Meanwhile, from the battle line of Europe there were coming indications that a cessation of hostilities must be near. Eager anticipation, therefore, speedily gave way to wild demonstration when on the morning of Nov. 11, 1918, word was received that an armistice had been agreed upon. Business was suspended, prayers of thanksgiving were offered in the churches, parades were formed, whistles shrieked, bells jingled, flags fluttered. Every house showed its bunting; every citizen expressed in his own way joy, relief, and gratitude at the indications of peace.
On August 15, 1919, calamity again visited the county this time in the form of a flood. Heavy rains for a week so saturated the soil and filled the streams that the downpour of the memorable Wednesday of Aug. 15, broke dams, overflowed river banks, swept away bridges, flooded streets, cellars and first floors of dwellings, and drowned small animals such as pigs and chickens. Electric lines were broken, street lights were out, and railroad traffic was suspended. Crops were either destroyed or badly damaged. Joyce Mill, Bloomery, and Pennypacker Bridges were completely wrecked, as was likewise a bridge on the state road near Federalsburg. Falconer Bridge stood intact with a thirty foot gulley cutting the road each side of it. The total damage to roads and bridges was estimated at $60,000.

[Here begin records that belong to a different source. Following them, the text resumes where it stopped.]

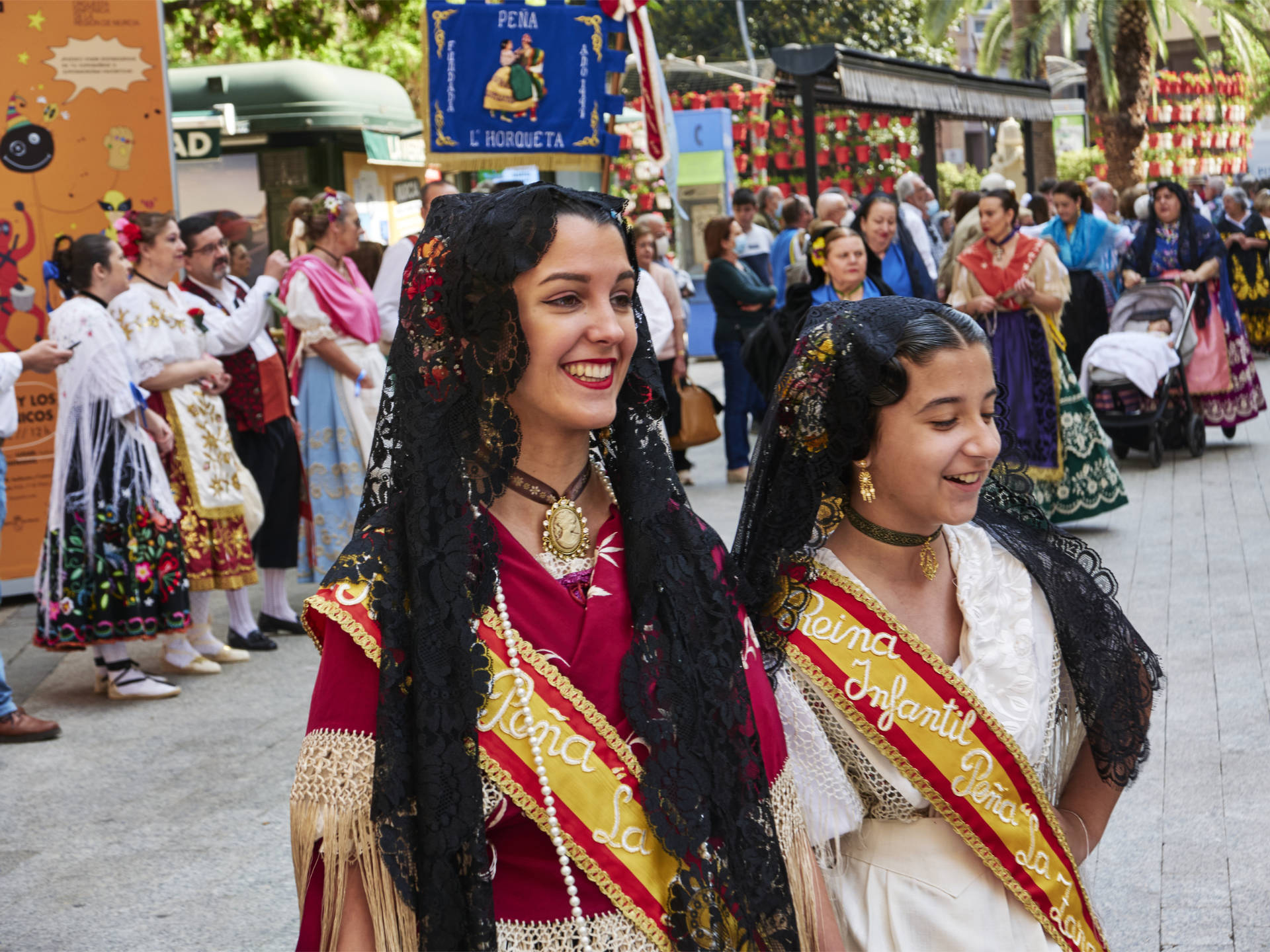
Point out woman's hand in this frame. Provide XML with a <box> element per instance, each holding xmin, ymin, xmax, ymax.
<box><xmin>146</xmin><ymin>409</ymin><xmax>177</xmax><ymax>456</ymax></box>
<box><xmin>199</xmin><ymin>360</ymin><xmax>233</xmax><ymax>396</ymax></box>
<box><xmin>196</xmin><ymin>354</ymin><xmax>225</xmax><ymax>377</ymax></box>
<box><xmin>1011</xmin><ymin>274</ymin><xmax>1037</xmax><ymax>301</ymax></box>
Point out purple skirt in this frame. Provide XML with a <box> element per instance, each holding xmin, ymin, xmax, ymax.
<box><xmin>980</xmin><ymin>311</ymin><xmax>1058</xmax><ymax>469</ymax></box>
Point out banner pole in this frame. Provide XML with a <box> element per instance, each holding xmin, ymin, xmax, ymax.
<box><xmin>599</xmin><ymin>33</ymin><xmax>626</xmax><ymax>196</ymax></box>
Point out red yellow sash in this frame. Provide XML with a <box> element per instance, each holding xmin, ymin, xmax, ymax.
<box><xmin>788</xmin><ymin>565</ymin><xmax>1106</xmax><ymax>952</ymax></box>
<box><xmin>476</xmin><ymin>612</ymin><xmax>679</xmax><ymax>952</ymax></box>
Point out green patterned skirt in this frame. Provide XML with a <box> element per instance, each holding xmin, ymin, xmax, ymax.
<box><xmin>1033</xmin><ymin>350</ymin><xmax>1129</xmax><ymax>522</ymax></box>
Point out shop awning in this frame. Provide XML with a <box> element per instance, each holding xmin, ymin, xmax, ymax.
<box><xmin>771</xmin><ymin>44</ymin><xmax>1054</xmax><ymax>122</ymax></box>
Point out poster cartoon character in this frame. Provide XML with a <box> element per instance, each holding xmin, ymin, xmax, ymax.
<box><xmin>0</xmin><ymin>93</ymin><xmax>56</xmax><ymax>173</ymax></box>
<box><xmin>0</xmin><ymin>202</ymin><xmax>48</xmax><ymax>350</ymax></box>
<box><xmin>484</xmin><ymin>33</ymin><xmax>548</xmax><ymax>122</ymax></box>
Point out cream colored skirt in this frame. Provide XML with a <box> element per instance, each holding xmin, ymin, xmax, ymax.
<box><xmin>826</xmin><ymin>817</ymin><xmax>1059</xmax><ymax>952</ymax></box>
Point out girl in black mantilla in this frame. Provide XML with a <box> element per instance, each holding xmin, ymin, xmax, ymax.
<box><xmin>734</xmin><ymin>298</ymin><xmax>1161</xmax><ymax>952</ymax></box>
<box><xmin>291</xmin><ymin>184</ymin><xmax>839</xmax><ymax>952</ymax></box>
<box><xmin>34</xmin><ymin>235</ymin><xmax>189</xmax><ymax>699</ymax></box>
<box><xmin>1215</xmin><ymin>186</ymin><xmax>1270</xmax><ymax>353</ymax></box>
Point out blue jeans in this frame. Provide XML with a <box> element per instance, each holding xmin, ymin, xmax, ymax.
<box><xmin>0</xmin><ymin>452</ymin><xmax>18</xmax><ymax>717</ymax></box>
<box><xmin>715</xmin><ymin>340</ymin><xmax>767</xmax><ymax>469</ymax></box>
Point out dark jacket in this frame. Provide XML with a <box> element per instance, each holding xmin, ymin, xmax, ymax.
<box><xmin>706</xmin><ymin>258</ymin><xmax>776</xmax><ymax>341</ymax></box>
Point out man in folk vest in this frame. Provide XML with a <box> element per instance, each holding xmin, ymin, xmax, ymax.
<box><xmin>181</xmin><ymin>214</ymin><xmax>304</xmax><ymax>651</ymax></box>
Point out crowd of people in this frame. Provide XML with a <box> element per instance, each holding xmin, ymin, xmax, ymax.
<box><xmin>291</xmin><ymin>184</ymin><xmax>1162</xmax><ymax>952</ymax></box>
<box><xmin>0</xmin><ymin>163</ymin><xmax>1249</xmax><ymax>952</ymax></box>
<box><xmin>0</xmin><ymin>182</ymin><xmax>454</xmax><ymax>741</ymax></box>
<box><xmin>705</xmin><ymin>173</ymin><xmax>1270</xmax><ymax>522</ymax></box>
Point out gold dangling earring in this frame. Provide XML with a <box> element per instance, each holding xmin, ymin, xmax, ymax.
<box><xmin>859</xmin><ymin>462</ymin><xmax>878</xmax><ymax>502</ymax></box>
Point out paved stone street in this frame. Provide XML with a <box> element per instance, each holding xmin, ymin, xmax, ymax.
<box><xmin>0</xmin><ymin>362</ymin><xmax>1270</xmax><ymax>952</ymax></box>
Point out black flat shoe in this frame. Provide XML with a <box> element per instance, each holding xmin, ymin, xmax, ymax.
<box><xmin>255</xmin><ymin>612</ymin><xmax>305</xmax><ymax>635</ymax></box>
<box><xmin>229</xmin><ymin>628</ymin><xmax>278</xmax><ymax>651</ymax></box>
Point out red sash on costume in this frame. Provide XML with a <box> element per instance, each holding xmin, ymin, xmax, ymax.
<box><xmin>476</xmin><ymin>611</ymin><xmax>679</xmax><ymax>952</ymax></box>
<box><xmin>787</xmin><ymin>565</ymin><xmax>1106</xmax><ymax>952</ymax></box>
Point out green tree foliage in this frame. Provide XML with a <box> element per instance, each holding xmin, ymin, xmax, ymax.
<box><xmin>164</xmin><ymin>0</ymin><xmax>423</xmax><ymax>105</ymax></box>
<box><xmin>649</xmin><ymin>0</ymin><xmax>952</xmax><ymax>63</ymax></box>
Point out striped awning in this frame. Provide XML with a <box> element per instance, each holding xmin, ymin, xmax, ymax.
<box><xmin>771</xmin><ymin>46</ymin><xmax>1054</xmax><ymax>122</ymax></box>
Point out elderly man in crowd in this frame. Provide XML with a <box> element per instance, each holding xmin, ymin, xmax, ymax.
<box><xmin>896</xmin><ymin>171</ymin><xmax>944</xmax><ymax>279</ymax></box>
<box><xmin>772</xmin><ymin>196</ymin><xmax>824</xmax><ymax>307</ymax></box>
<box><xmin>1200</xmin><ymin>175</ymin><xmax>1226</xmax><ymax>222</ymax></box>
<box><xmin>631</xmin><ymin>209</ymin><xmax>696</xmax><ymax>327</ymax></box>
<box><xmin>1089</xmin><ymin>182</ymin><xmax>1120</xmax><ymax>225</ymax></box>
<box><xmin>757</xmin><ymin>185</ymin><xmax>781</xmax><ymax>235</ymax></box>
<box><xmin>816</xmin><ymin>190</ymin><xmax>849</xmax><ymax>227</ymax></box>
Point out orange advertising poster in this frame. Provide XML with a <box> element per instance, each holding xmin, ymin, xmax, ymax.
<box><xmin>0</xmin><ymin>0</ymin><xmax>173</xmax><ymax>594</ymax></box>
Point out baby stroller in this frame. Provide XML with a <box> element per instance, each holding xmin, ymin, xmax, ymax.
<box><xmin>1086</xmin><ymin>280</ymin><xmax>1206</xmax><ymax>468</ymax></box>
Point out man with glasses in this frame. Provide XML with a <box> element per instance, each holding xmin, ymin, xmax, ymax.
<box><xmin>181</xmin><ymin>214</ymin><xmax>304</xmax><ymax>651</ymax></box>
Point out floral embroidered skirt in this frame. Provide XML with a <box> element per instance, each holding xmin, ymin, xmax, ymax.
<box><xmin>32</xmin><ymin>467</ymin><xmax>189</xmax><ymax>651</ymax></box>
<box><xmin>1195</xmin><ymin>334</ymin><xmax>1266</xmax><ymax>426</ymax></box>
<box><xmin>164</xmin><ymin>452</ymin><xmax>257</xmax><ymax>592</ymax></box>
<box><xmin>1033</xmin><ymin>352</ymin><xmax>1129</xmax><ymax>522</ymax></box>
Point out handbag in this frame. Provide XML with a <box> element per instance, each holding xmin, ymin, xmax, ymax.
<box><xmin>671</xmin><ymin>377</ymin><xmax>722</xmax><ymax>450</ymax></box>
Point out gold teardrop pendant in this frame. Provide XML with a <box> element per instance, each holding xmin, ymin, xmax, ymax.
<box><xmin>917</xmin><ymin>541</ymin><xmax>940</xmax><ymax>581</ymax></box>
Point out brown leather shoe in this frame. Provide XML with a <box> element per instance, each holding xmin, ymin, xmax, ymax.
<box><xmin>0</xmin><ymin>707</ymin><xmax>62</xmax><ymax>744</ymax></box>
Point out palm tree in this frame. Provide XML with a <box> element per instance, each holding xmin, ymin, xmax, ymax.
<box><xmin>926</xmin><ymin>0</ymin><xmax>1270</xmax><ymax>189</ymax></box>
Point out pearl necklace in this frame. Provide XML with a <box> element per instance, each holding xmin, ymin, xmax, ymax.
<box><xmin>482</xmin><ymin>465</ymin><xmax>617</xmax><ymax>952</ymax></box>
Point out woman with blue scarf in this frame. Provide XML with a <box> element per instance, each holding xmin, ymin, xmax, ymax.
<box><xmin>851</xmin><ymin>192</ymin><xmax>935</xmax><ymax>301</ymax></box>
<box><xmin>1124</xmin><ymin>182</ymin><xmax>1266</xmax><ymax>438</ymax></box>
<box><xmin>1037</xmin><ymin>180</ymin><xmax>1118</xmax><ymax>374</ymax></box>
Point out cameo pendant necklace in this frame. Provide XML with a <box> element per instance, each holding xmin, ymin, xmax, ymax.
<box><xmin>507</xmin><ymin>459</ymin><xmax>591</xmax><ymax>561</ymax></box>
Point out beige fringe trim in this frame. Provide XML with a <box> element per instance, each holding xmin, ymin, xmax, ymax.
<box><xmin>291</xmin><ymin>730</ymin><xmax>419</xmax><ymax>952</ymax></box>
<box><xmin>772</xmin><ymin>762</ymin><xmax>833</xmax><ymax>949</ymax></box>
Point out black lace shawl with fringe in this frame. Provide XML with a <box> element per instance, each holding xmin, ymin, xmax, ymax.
<box><xmin>733</xmin><ymin>297</ymin><xmax>1164</xmax><ymax>787</ymax></box>
<box><xmin>324</xmin><ymin>184</ymin><xmax>798</xmax><ymax>949</ymax></box>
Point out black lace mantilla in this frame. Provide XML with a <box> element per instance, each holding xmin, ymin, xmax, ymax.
<box><xmin>324</xmin><ymin>184</ymin><xmax>798</xmax><ymax>949</ymax></box>
<box><xmin>733</xmin><ymin>297</ymin><xmax>1164</xmax><ymax>785</ymax></box>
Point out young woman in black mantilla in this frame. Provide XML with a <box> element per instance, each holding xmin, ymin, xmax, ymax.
<box><xmin>734</xmin><ymin>298</ymin><xmax>1161</xmax><ymax>952</ymax></box>
<box><xmin>291</xmin><ymin>184</ymin><xmax>838</xmax><ymax>952</ymax></box>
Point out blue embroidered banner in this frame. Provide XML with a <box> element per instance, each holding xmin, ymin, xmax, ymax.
<box><xmin>424</xmin><ymin>0</ymin><xmax>626</xmax><ymax>167</ymax></box>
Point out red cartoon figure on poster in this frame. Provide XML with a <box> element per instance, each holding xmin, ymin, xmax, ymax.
<box><xmin>0</xmin><ymin>202</ymin><xmax>48</xmax><ymax>350</ymax></box>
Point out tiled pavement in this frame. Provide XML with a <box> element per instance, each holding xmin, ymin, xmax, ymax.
<box><xmin>0</xmin><ymin>363</ymin><xmax>1270</xmax><ymax>952</ymax></box>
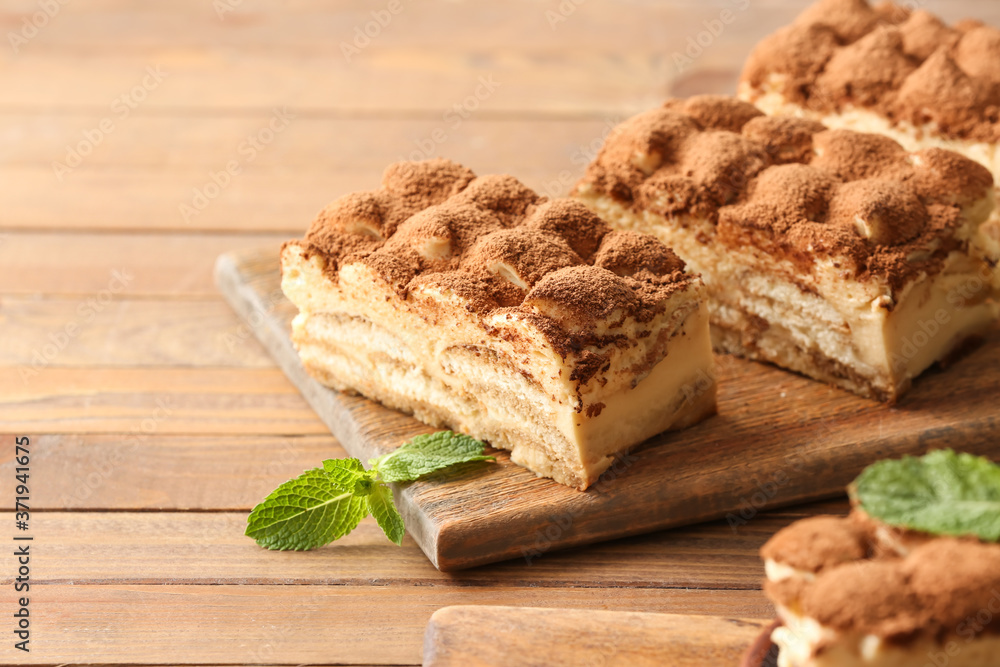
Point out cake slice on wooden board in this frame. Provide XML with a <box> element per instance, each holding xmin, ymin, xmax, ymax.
<box><xmin>281</xmin><ymin>159</ymin><xmax>715</xmax><ymax>489</ymax></box>
<box><xmin>572</xmin><ymin>96</ymin><xmax>1000</xmax><ymax>401</ymax></box>
<box><xmin>739</xmin><ymin>0</ymin><xmax>1000</xmax><ymax>284</ymax></box>
<box><xmin>754</xmin><ymin>450</ymin><xmax>1000</xmax><ymax>667</ymax></box>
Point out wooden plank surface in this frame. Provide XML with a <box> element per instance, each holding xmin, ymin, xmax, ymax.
<box><xmin>424</xmin><ymin>606</ymin><xmax>768</xmax><ymax>667</ymax></box>
<box><xmin>217</xmin><ymin>248</ymin><xmax>1000</xmax><ymax>570</ymax></box>
<box><xmin>0</xmin><ymin>296</ymin><xmax>274</xmax><ymax>368</ymax></box>
<box><xmin>0</xmin><ymin>0</ymin><xmax>1000</xmax><ymax>667</ymax></box>
<box><xmin>0</xmin><ymin>506</ymin><xmax>847</xmax><ymax>592</ymax></box>
<box><xmin>4</xmin><ymin>582</ymin><xmax>772</xmax><ymax>665</ymax></box>
<box><xmin>0</xmin><ymin>235</ymin><xmax>288</xmax><ymax>298</ymax></box>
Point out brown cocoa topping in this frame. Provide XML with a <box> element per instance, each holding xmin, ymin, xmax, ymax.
<box><xmin>290</xmin><ymin>159</ymin><xmax>696</xmax><ymax>384</ymax></box>
<box><xmin>742</xmin><ymin>0</ymin><xmax>1000</xmax><ymax>143</ymax></box>
<box><xmin>575</xmin><ymin>98</ymin><xmax>992</xmax><ymax>290</ymax></box>
<box><xmin>761</xmin><ymin>514</ymin><xmax>1000</xmax><ymax>643</ymax></box>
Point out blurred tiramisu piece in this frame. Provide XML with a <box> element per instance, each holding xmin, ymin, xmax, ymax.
<box><xmin>573</xmin><ymin>96</ymin><xmax>1000</xmax><ymax>401</ymax></box>
<box><xmin>754</xmin><ymin>452</ymin><xmax>1000</xmax><ymax>667</ymax></box>
<box><xmin>740</xmin><ymin>0</ymin><xmax>1000</xmax><ymax>272</ymax></box>
<box><xmin>282</xmin><ymin>159</ymin><xmax>715</xmax><ymax>489</ymax></box>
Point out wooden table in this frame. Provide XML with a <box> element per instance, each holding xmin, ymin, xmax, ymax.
<box><xmin>0</xmin><ymin>0</ymin><xmax>1000</xmax><ymax>665</ymax></box>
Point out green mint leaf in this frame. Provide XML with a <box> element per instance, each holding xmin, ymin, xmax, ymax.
<box><xmin>323</xmin><ymin>459</ymin><xmax>375</xmax><ymax>496</ymax></box>
<box><xmin>365</xmin><ymin>484</ymin><xmax>406</xmax><ymax>544</ymax></box>
<box><xmin>246</xmin><ymin>468</ymin><xmax>368</xmax><ymax>551</ymax></box>
<box><xmin>369</xmin><ymin>431</ymin><xmax>493</xmax><ymax>482</ymax></box>
<box><xmin>850</xmin><ymin>449</ymin><xmax>1000</xmax><ymax>542</ymax></box>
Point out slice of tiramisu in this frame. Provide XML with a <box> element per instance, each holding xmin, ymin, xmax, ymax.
<box><xmin>281</xmin><ymin>159</ymin><xmax>715</xmax><ymax>489</ymax></box>
<box><xmin>740</xmin><ymin>0</ymin><xmax>1000</xmax><ymax>276</ymax></box>
<box><xmin>573</xmin><ymin>96</ymin><xmax>1000</xmax><ymax>401</ymax></box>
<box><xmin>753</xmin><ymin>451</ymin><xmax>1000</xmax><ymax>667</ymax></box>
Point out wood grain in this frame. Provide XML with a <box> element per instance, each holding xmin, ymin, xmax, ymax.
<box><xmin>0</xmin><ymin>231</ymin><xmax>289</xmax><ymax>298</ymax></box>
<box><xmin>0</xmin><ymin>298</ymin><xmax>274</xmax><ymax>368</ymax></box>
<box><xmin>0</xmin><ymin>583</ymin><xmax>772</xmax><ymax>665</ymax></box>
<box><xmin>0</xmin><ymin>434</ymin><xmax>347</xmax><ymax>512</ymax></box>
<box><xmin>0</xmin><ymin>0</ymin><xmax>1000</xmax><ymax>115</ymax></box>
<box><xmin>424</xmin><ymin>606</ymin><xmax>768</xmax><ymax>667</ymax></box>
<box><xmin>0</xmin><ymin>366</ymin><xmax>329</xmax><ymax>437</ymax></box>
<box><xmin>0</xmin><ymin>508</ymin><xmax>846</xmax><ymax>591</ymax></box>
<box><xmin>217</xmin><ymin>248</ymin><xmax>1000</xmax><ymax>570</ymax></box>
<box><xmin>0</xmin><ymin>118</ymin><xmax>626</xmax><ymax>234</ymax></box>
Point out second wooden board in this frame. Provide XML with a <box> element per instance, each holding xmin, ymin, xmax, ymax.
<box><xmin>216</xmin><ymin>248</ymin><xmax>1000</xmax><ymax>570</ymax></box>
<box><xmin>424</xmin><ymin>606</ymin><xmax>770</xmax><ymax>667</ymax></box>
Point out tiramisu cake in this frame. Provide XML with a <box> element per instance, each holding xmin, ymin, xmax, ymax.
<box><xmin>740</xmin><ymin>0</ymin><xmax>1000</xmax><ymax>276</ymax></box>
<box><xmin>745</xmin><ymin>452</ymin><xmax>1000</xmax><ymax>667</ymax></box>
<box><xmin>281</xmin><ymin>159</ymin><xmax>715</xmax><ymax>489</ymax></box>
<box><xmin>573</xmin><ymin>96</ymin><xmax>1000</xmax><ymax>401</ymax></box>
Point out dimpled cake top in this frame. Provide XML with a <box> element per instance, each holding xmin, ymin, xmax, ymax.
<box><xmin>294</xmin><ymin>159</ymin><xmax>697</xmax><ymax>347</ymax></box>
<box><xmin>575</xmin><ymin>95</ymin><xmax>993</xmax><ymax>289</ymax></box>
<box><xmin>761</xmin><ymin>514</ymin><xmax>1000</xmax><ymax>642</ymax></box>
<box><xmin>742</xmin><ymin>0</ymin><xmax>1000</xmax><ymax>142</ymax></box>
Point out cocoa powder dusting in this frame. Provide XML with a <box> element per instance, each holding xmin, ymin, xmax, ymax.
<box><xmin>574</xmin><ymin>95</ymin><xmax>993</xmax><ymax>290</ymax></box>
<box><xmin>741</xmin><ymin>0</ymin><xmax>1000</xmax><ymax>143</ymax></box>
<box><xmin>761</xmin><ymin>512</ymin><xmax>1000</xmax><ymax>644</ymax></box>
<box><xmin>290</xmin><ymin>157</ymin><xmax>697</xmax><ymax>385</ymax></box>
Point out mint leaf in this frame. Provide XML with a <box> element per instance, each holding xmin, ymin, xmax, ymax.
<box><xmin>365</xmin><ymin>484</ymin><xmax>406</xmax><ymax>544</ymax></box>
<box><xmin>245</xmin><ymin>462</ymin><xmax>368</xmax><ymax>551</ymax></box>
<box><xmin>368</xmin><ymin>431</ymin><xmax>493</xmax><ymax>482</ymax></box>
<box><xmin>323</xmin><ymin>459</ymin><xmax>375</xmax><ymax>496</ymax></box>
<box><xmin>246</xmin><ymin>431</ymin><xmax>493</xmax><ymax>550</ymax></box>
<box><xmin>850</xmin><ymin>449</ymin><xmax>1000</xmax><ymax>542</ymax></box>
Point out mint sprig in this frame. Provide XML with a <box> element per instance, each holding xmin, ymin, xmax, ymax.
<box><xmin>849</xmin><ymin>449</ymin><xmax>1000</xmax><ymax>542</ymax></box>
<box><xmin>245</xmin><ymin>431</ymin><xmax>493</xmax><ymax>551</ymax></box>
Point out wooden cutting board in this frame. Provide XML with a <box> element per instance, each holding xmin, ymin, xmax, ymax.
<box><xmin>423</xmin><ymin>606</ymin><xmax>771</xmax><ymax>667</ymax></box>
<box><xmin>216</xmin><ymin>247</ymin><xmax>1000</xmax><ymax>570</ymax></box>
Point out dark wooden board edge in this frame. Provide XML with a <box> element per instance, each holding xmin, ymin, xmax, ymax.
<box><xmin>423</xmin><ymin>606</ymin><xmax>770</xmax><ymax>667</ymax></box>
<box><xmin>216</xmin><ymin>248</ymin><xmax>1000</xmax><ymax>570</ymax></box>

LIST OF INDUCTED MEN FURNISHED BY THE LOCAL BOARD
OF CAROLINE COUNTY TO THE ADJUTANT-GENERAL
Names starred are those of men who died in service either in camp or on the field. No titles of rank are given because of the impossibility of securing all. For a similar reason a few names occur both in this list and in the Roster of Enlisted Men when the exact case could not be ascertained.
(Note: All names are listed in the order they appear in the book. A.D.)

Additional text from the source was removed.